AMBITIOUS plans to build a £500 million new town run by a co-operative have been rejected by councillors.
Owenstown, named after philanthropist Robert Owen, was the brainchild of charity The Hometown Foundation
It planned 3200 new homes near Rigside in South Lanarkshire to be run by a community co-operative.
Robert Owen was the man behind New Lanark, built in the 1700s for the benefit of mill workers and now a Unesco World Heritage Site.
However, South Lanarkshire Council yesterday unanimously rejected the new town after planning officers said it would be against planning policy.
The application, first made in 2009, was deemed "significantly contrary" to the area's development plan and was rejected because of its scale, its impact on roads, limited public transport, and objections from the Forestry Commission and Scottish Natural Heritage.

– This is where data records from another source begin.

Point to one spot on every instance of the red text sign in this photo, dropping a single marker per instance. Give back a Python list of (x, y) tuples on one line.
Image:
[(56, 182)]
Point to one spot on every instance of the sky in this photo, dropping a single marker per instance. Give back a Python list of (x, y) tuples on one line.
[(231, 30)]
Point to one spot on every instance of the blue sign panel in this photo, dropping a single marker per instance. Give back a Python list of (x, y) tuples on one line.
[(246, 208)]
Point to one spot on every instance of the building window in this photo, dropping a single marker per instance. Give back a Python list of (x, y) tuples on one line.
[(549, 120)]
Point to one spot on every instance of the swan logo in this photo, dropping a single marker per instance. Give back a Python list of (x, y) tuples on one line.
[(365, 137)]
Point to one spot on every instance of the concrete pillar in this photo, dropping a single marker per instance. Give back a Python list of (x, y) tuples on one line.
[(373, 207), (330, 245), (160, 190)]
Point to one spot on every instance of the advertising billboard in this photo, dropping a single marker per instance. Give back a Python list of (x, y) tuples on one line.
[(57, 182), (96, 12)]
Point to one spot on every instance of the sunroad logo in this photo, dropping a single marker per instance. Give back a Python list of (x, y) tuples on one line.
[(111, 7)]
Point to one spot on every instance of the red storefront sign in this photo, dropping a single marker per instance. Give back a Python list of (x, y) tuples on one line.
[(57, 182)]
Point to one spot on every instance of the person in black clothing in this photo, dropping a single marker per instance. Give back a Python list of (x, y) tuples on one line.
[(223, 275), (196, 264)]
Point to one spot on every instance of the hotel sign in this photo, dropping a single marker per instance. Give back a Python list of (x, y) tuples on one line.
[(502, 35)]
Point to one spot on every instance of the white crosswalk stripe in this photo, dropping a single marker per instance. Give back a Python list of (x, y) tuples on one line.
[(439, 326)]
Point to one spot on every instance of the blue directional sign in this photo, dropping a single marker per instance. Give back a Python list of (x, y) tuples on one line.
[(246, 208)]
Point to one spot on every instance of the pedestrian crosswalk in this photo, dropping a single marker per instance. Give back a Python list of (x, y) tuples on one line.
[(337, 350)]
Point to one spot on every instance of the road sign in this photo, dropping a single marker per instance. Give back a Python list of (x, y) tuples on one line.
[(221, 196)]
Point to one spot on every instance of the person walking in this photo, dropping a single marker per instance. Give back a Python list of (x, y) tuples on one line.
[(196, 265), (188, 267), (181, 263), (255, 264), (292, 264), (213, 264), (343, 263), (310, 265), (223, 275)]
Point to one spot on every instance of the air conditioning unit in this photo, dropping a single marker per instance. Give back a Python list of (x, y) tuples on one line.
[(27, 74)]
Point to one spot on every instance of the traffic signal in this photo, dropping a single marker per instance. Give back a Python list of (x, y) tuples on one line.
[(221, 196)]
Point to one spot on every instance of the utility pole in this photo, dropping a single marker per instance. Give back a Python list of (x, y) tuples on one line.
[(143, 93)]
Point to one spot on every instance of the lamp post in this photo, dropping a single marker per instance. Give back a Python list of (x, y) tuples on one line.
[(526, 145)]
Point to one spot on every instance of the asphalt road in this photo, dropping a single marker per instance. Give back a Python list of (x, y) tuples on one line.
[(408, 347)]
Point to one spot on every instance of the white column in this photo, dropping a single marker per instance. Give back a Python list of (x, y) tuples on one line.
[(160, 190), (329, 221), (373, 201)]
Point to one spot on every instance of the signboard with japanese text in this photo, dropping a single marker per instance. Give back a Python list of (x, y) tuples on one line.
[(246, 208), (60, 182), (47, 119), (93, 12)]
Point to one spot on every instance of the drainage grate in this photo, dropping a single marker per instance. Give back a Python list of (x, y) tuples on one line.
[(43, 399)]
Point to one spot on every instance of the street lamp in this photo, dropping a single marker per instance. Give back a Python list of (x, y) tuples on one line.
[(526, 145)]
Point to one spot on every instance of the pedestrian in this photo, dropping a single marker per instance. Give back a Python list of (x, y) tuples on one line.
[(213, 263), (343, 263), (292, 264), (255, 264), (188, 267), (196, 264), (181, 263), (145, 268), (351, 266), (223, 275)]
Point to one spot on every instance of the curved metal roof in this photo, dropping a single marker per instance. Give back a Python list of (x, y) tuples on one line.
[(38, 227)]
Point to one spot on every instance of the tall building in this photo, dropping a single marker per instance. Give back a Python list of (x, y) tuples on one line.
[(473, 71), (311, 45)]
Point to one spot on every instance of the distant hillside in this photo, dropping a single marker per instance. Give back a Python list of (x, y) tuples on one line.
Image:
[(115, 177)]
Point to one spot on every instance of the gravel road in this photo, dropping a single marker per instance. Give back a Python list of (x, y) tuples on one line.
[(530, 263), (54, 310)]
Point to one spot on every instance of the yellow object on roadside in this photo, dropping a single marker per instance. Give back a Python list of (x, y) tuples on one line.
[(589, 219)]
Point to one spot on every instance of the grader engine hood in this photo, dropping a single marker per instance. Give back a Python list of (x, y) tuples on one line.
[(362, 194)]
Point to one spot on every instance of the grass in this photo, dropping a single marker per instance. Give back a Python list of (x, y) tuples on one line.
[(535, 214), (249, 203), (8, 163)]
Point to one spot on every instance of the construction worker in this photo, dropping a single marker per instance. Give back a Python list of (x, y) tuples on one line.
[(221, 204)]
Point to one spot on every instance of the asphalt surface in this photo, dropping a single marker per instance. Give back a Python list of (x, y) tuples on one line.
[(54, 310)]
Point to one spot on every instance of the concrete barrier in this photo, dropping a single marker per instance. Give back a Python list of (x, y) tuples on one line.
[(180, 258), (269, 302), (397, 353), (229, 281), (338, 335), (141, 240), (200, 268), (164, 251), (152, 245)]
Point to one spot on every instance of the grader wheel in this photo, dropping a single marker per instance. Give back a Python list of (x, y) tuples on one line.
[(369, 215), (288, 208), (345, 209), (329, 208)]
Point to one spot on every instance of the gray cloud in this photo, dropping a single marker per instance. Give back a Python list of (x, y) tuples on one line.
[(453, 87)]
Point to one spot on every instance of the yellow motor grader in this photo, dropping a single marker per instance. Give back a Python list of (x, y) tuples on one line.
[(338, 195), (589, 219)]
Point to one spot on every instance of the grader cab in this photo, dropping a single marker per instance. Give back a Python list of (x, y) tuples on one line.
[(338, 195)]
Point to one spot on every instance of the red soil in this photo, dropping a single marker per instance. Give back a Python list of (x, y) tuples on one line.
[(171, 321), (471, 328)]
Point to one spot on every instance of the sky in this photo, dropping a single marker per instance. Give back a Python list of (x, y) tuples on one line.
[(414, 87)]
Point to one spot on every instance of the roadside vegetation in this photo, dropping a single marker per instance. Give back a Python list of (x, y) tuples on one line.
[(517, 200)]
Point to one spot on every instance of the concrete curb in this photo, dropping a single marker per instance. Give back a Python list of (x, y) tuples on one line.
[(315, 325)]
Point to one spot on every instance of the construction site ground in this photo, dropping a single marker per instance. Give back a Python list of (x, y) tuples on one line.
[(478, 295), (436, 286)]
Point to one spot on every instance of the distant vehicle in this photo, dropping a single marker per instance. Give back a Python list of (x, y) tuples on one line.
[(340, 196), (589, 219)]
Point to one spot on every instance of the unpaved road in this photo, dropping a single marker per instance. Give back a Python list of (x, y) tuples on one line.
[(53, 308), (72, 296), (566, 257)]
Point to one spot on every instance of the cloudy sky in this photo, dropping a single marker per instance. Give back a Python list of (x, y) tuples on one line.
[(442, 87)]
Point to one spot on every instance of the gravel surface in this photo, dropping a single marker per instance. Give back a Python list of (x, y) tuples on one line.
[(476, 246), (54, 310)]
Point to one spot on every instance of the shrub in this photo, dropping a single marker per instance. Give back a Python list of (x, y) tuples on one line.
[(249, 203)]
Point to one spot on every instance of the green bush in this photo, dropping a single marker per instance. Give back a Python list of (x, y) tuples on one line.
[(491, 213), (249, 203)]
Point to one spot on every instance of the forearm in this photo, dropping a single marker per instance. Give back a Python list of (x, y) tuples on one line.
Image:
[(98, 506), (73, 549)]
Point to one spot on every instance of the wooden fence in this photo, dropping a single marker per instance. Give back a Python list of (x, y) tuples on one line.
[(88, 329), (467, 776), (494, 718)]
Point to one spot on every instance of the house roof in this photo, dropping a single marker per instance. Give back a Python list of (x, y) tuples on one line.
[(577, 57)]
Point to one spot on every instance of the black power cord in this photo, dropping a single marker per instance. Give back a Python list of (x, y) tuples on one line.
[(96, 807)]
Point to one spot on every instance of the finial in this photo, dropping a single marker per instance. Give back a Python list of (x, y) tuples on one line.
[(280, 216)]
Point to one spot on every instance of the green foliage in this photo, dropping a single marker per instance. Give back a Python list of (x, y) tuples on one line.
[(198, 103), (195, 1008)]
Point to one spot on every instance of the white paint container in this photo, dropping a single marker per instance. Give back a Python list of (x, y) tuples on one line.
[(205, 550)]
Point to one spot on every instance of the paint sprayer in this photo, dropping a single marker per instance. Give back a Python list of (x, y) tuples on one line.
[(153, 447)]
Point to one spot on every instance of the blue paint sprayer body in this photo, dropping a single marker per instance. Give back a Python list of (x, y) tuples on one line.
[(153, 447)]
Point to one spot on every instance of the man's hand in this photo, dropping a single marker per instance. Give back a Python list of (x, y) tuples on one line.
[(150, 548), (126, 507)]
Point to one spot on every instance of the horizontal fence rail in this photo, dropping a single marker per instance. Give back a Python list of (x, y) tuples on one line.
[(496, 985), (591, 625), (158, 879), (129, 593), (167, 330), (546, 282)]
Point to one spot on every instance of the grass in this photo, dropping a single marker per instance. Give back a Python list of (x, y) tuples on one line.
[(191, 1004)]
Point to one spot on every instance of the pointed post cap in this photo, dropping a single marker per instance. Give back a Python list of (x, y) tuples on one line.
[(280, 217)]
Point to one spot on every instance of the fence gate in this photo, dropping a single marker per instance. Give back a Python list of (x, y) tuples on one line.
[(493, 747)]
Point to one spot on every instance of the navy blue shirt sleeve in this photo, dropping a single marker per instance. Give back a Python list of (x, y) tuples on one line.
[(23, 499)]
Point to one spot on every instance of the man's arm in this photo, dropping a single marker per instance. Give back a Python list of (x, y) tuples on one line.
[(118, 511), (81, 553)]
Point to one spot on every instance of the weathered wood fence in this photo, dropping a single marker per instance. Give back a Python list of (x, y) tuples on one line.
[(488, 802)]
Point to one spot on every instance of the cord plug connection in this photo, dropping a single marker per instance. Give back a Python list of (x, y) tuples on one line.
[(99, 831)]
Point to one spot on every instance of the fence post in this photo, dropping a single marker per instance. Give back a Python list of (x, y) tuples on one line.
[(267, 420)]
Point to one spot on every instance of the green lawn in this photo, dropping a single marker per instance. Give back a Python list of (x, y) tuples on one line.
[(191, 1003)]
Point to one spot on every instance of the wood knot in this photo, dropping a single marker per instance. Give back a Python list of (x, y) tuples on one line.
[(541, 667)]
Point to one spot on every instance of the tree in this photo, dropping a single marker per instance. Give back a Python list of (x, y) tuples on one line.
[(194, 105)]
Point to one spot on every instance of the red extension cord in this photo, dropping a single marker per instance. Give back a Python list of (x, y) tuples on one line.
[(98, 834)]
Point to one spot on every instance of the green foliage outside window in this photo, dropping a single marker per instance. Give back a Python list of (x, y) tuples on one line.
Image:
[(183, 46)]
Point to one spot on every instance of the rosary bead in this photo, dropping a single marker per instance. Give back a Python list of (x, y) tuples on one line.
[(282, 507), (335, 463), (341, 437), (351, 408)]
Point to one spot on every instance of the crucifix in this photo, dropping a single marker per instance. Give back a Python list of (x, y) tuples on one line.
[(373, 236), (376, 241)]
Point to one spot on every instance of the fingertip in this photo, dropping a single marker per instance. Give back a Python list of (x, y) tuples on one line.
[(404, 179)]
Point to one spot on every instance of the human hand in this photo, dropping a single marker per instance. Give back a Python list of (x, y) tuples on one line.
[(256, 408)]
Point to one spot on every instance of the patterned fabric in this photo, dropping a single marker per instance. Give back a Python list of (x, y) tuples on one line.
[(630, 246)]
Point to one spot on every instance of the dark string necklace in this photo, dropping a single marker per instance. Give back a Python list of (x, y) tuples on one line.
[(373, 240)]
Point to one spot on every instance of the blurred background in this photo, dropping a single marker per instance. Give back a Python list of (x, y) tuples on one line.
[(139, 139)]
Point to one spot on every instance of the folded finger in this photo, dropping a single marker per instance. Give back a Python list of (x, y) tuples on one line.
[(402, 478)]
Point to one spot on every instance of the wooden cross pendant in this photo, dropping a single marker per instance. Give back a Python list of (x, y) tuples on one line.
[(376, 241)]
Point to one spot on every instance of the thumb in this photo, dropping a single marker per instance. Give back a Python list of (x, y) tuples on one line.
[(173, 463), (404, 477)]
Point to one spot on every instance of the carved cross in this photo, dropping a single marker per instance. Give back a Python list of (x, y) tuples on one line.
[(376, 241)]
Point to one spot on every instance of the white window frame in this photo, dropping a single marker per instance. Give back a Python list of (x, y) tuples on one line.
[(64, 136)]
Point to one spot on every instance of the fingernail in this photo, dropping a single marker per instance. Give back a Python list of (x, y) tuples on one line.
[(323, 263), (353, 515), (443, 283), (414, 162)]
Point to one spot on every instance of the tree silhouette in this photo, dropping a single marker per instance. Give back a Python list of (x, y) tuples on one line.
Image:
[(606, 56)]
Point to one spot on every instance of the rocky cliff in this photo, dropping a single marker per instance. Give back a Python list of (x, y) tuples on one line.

Michael McGlynn, the council's head of planning, said: "To grant consent would be significantly contrary to planning policy at a national, strategic and local level.
"It would fail to meet the over-arching objective of policy at all of those levels of encouraging sustainable economic growth and regeneration within an improved urban and rural environment.
"The applicants have also failed to show that there is demand for the form and scale of development proposed at this location."
The team behind the project described the decision as a major lost opportunity. Project director Bill Nicol said: "This part of Scotland, and indeed the country as whole, is likely now to lose out on a unique project which would have brought great economic and social benefits.
"These much-needed homes and jobs may now go somewhere else where they'll be welcomed with open arms. We simply can't understand why councillors have thrown this back in our faces."
The Foundation says more than 1500 people from the UK and abroad registered an interest in moving to Owenstown after plans were unveiled in 2009.